Again, your PCP sounds somewhat under-informed as well. Met (as well as any other insulin sensitizer) will preserve your pancreas. If you understood her to say that if you are not medicated at all (i.e., no insulin sensitizer), your pancreas will quit, she's right. But Met doesn't have that affect; it in fact keeps this organ functioning in the way it should.

>There is also the concern that I'm on a cocktail of medications for my asthma/allergies (claritin, >liquibid, flovent singulair, albuterol), and what interactions they might have with insulin senstizing agents, especially metformin.<

In addition to finding a RE, ask about seeing (getting a referral to, if you need it) a perinatologist. I, too, am on a "cocktail" of medications for allergies/asthma (Zyrtec, Nasonex, Atrovent[inhaler], and I take a baby aspirin for an antibody in my system that is linked to multiple miscarriages). I had no problems with cross-medicating like this and taking Met. I currently have no difficulties on this regimen with Actos. The perinatologist can inform you on chances of difficulties during pgy (if that's your goal) and the wisdom of continuing on your medicine should you end up there. Perinatologists are also very good at percentages and statistics; the one I saw rattled off statistical percentages of this and that with little effort, and seemed to be knowlegeable about all the medication I was on and would continue to be on, should I get pg. I'm told that this is pretty common in the field.

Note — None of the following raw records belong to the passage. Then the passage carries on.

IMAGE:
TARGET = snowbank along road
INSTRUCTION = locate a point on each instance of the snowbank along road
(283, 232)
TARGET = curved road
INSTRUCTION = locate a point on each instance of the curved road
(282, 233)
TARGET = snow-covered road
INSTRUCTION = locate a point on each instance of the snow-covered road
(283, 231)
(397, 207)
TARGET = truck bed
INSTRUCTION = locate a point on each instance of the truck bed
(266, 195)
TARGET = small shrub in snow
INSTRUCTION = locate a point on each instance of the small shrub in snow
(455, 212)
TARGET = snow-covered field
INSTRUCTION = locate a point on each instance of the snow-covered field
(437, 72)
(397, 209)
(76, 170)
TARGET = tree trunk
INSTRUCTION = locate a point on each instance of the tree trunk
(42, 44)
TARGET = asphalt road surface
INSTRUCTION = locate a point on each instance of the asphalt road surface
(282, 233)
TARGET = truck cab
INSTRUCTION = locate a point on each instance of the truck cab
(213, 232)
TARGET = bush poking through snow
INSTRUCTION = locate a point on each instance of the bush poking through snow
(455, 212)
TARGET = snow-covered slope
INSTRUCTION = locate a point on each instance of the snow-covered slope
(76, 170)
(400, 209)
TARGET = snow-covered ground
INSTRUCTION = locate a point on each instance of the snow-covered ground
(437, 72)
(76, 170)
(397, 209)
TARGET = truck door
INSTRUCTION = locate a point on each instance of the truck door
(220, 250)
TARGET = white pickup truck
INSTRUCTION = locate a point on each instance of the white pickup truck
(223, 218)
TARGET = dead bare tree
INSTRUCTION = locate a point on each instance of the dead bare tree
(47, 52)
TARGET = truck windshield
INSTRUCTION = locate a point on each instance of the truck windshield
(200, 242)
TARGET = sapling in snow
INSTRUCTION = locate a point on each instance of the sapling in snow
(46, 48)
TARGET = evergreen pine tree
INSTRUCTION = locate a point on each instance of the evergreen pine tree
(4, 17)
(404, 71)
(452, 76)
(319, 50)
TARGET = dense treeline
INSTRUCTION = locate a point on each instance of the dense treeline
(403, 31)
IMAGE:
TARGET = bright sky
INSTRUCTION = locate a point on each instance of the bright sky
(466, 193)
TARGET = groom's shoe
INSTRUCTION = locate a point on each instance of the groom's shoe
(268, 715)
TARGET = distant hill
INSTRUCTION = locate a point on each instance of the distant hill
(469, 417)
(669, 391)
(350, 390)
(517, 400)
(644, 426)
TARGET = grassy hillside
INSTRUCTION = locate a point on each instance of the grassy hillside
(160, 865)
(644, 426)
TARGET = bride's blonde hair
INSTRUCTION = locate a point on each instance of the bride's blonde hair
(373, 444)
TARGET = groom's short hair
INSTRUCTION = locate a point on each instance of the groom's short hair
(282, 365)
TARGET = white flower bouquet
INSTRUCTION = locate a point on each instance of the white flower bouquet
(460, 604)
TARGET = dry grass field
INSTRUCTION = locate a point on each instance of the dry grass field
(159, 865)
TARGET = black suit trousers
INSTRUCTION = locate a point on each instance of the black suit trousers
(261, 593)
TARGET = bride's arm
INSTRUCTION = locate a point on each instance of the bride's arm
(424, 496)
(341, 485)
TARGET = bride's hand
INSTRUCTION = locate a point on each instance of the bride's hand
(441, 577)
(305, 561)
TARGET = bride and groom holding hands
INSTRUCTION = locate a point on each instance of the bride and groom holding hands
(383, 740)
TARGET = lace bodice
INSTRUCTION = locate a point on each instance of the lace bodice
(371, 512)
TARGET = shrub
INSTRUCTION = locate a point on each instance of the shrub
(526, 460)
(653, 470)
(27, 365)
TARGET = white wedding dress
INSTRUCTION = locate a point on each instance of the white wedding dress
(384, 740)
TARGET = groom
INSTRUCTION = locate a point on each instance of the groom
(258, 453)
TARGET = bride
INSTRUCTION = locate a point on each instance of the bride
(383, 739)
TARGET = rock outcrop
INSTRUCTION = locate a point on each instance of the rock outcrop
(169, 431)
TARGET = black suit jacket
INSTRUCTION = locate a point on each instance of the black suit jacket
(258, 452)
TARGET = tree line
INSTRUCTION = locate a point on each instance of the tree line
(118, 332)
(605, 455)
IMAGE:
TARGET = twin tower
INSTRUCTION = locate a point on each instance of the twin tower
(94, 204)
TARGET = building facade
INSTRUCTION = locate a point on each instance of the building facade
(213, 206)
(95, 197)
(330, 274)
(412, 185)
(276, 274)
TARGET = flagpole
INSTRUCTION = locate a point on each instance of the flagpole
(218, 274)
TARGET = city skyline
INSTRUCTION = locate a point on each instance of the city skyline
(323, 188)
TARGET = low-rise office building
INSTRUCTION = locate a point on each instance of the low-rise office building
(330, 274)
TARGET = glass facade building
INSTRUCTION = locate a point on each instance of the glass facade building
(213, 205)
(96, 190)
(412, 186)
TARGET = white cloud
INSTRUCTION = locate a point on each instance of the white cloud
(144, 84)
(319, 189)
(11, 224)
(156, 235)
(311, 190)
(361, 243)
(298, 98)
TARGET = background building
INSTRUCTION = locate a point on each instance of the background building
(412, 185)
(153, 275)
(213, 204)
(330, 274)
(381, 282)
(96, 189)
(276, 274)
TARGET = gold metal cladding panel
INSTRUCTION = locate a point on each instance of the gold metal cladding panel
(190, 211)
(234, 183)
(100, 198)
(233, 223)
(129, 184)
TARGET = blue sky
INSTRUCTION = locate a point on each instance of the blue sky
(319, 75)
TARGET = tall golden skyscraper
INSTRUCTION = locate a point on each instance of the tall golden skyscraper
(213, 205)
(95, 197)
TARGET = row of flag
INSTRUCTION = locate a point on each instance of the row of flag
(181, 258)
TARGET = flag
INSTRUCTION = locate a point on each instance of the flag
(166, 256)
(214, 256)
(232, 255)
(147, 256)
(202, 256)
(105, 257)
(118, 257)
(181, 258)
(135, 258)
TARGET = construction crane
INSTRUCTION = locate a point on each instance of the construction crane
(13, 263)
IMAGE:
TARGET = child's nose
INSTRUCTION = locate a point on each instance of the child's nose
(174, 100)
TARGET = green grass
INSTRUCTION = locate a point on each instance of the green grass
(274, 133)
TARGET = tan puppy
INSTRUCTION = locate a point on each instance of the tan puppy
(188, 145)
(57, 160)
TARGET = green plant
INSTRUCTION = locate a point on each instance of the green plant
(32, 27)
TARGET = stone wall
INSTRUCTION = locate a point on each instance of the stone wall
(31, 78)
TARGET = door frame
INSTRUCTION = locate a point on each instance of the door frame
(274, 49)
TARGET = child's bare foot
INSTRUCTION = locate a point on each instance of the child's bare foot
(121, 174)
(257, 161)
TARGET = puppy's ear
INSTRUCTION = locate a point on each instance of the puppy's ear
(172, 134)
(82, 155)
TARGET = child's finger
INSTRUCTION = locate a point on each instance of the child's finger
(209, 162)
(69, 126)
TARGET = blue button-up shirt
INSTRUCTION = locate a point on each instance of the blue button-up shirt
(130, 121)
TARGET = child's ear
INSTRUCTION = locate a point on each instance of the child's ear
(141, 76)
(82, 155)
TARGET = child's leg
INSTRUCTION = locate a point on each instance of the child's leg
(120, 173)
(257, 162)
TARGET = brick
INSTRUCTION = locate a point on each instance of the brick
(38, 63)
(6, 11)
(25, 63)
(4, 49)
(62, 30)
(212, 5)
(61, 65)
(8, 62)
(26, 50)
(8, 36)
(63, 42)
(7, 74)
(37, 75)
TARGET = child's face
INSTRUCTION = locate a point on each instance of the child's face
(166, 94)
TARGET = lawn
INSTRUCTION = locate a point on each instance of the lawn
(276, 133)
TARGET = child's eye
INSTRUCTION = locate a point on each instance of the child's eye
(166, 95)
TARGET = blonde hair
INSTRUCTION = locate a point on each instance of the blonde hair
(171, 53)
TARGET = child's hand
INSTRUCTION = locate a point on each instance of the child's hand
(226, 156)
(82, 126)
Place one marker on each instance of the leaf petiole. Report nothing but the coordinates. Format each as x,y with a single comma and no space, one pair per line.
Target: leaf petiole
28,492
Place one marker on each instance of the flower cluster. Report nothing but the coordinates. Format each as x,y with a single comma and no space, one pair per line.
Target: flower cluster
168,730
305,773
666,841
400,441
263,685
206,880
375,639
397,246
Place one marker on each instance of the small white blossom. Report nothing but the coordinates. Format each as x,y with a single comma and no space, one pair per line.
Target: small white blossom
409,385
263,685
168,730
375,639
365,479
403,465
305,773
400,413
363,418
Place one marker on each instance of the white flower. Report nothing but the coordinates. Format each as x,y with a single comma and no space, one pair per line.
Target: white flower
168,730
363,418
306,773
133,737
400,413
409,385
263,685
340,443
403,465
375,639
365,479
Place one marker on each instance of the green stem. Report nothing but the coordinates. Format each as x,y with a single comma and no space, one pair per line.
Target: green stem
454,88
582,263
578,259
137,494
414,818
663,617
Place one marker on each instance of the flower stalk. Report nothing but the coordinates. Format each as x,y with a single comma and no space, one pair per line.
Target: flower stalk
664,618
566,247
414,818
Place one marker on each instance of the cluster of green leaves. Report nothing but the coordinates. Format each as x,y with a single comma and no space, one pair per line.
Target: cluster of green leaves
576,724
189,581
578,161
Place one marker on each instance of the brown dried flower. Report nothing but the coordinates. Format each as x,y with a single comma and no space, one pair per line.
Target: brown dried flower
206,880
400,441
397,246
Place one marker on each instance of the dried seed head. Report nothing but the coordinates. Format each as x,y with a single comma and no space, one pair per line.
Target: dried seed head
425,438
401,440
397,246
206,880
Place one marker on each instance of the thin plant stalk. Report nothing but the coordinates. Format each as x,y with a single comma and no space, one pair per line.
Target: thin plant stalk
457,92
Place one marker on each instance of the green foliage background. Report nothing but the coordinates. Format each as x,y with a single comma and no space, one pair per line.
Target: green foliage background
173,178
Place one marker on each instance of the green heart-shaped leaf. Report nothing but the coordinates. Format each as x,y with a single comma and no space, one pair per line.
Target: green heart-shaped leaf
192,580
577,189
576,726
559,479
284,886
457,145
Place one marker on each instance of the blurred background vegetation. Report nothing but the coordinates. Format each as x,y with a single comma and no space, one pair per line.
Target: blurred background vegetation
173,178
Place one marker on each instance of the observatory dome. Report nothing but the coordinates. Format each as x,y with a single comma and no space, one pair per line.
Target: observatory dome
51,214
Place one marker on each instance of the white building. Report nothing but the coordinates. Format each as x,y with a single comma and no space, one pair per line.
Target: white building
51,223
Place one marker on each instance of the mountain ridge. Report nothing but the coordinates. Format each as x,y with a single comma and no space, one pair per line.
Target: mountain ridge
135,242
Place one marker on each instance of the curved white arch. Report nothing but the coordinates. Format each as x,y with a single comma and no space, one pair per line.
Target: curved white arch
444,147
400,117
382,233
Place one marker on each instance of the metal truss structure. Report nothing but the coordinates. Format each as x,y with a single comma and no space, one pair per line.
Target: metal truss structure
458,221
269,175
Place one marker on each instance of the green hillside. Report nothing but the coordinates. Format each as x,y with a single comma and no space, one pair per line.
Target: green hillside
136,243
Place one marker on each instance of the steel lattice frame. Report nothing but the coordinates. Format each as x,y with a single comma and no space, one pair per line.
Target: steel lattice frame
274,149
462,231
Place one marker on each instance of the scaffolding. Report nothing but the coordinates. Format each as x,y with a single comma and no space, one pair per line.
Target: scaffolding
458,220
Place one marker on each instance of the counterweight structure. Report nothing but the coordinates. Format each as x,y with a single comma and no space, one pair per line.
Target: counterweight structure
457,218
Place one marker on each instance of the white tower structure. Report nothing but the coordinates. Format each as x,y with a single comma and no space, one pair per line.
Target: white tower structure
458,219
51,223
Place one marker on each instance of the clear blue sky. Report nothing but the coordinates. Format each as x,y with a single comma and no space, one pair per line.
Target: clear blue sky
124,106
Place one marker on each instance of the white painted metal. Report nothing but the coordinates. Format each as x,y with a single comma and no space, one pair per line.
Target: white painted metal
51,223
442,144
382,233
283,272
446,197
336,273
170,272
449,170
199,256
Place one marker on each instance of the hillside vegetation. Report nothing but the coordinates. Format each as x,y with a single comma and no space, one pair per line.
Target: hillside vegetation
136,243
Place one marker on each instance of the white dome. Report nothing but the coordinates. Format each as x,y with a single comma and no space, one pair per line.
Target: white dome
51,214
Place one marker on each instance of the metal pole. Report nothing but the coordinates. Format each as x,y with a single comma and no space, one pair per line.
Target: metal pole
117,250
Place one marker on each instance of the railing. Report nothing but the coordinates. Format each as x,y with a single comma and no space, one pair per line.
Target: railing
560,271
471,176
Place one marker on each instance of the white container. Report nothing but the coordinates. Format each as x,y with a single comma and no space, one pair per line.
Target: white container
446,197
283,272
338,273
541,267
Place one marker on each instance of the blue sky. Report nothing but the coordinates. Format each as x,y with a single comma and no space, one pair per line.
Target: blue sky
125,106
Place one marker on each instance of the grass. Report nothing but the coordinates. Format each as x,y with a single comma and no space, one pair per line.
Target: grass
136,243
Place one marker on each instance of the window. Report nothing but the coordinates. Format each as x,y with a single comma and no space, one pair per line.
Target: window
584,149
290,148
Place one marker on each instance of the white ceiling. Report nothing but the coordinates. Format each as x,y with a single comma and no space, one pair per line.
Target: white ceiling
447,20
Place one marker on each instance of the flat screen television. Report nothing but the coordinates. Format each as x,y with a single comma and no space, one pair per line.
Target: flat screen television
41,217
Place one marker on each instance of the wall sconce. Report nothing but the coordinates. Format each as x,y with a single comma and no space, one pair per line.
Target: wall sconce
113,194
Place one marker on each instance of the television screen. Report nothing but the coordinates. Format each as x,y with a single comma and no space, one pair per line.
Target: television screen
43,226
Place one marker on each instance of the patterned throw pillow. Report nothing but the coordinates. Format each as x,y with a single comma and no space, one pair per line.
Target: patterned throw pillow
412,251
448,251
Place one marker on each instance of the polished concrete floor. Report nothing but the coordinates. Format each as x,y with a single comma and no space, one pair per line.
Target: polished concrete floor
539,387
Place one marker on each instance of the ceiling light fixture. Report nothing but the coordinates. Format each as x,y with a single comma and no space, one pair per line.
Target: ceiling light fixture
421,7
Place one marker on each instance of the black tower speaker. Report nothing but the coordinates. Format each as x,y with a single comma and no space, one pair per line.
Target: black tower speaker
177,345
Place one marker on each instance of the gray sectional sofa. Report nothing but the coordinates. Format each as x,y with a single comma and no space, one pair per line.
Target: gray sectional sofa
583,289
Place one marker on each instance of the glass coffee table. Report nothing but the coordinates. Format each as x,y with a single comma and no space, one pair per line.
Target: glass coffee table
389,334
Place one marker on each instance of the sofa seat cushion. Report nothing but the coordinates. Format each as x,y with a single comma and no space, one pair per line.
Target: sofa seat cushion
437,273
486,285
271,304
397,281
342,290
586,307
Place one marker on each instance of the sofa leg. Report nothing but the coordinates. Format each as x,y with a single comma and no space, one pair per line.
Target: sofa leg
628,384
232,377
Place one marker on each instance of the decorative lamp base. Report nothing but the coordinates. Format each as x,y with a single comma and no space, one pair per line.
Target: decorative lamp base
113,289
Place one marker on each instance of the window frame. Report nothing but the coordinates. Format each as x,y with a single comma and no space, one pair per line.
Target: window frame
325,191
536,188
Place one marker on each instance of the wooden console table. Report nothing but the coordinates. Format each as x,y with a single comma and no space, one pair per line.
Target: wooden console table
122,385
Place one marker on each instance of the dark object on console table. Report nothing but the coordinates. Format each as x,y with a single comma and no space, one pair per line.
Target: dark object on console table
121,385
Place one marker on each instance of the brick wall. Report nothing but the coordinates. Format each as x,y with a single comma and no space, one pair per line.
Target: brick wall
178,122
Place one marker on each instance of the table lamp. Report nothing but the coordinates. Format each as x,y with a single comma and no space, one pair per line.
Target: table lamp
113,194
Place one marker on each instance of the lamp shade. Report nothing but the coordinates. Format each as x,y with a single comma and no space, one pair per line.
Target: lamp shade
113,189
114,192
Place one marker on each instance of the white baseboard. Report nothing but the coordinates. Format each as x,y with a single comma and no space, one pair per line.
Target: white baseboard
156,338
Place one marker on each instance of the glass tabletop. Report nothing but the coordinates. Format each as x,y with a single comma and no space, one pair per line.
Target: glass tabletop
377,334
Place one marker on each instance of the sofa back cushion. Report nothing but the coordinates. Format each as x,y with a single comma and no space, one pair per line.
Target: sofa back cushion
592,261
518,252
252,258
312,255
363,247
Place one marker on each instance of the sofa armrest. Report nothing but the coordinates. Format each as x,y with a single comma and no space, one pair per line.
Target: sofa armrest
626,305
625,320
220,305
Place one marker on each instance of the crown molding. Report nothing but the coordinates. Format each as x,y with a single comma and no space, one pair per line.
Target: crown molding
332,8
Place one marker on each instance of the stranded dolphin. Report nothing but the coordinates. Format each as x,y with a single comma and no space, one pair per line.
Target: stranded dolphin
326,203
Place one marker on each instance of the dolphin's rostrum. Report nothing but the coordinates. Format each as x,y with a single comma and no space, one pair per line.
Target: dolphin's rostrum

>Both doctors have decided that I need to go see an endocrinologist and
perhaps a reproductive endocrinologist, but the regular first because it'll only take 30 days to get an appointment as opposed to six months!<

My only advice on this is to keep an appt with a RE, even if you opt to see a regular E. My experience with an E was less than desirable; he treated mostly diabetics and while he was familiar with PCO, wasn't up on the latest information and thus kept pushing me towards diet pills and liquid fasts. My RE is a great guy who is completely up on all his research (he treats 500-600 women in our state with the condition), and is considered the top in his field. Good REs are out there, and while not all Es are bad, I recommend seeing a RE. Your ovaries are part of your reproductive system and your endocrine system at the same time, and this speciality of medicine is trained to treat both, not just one.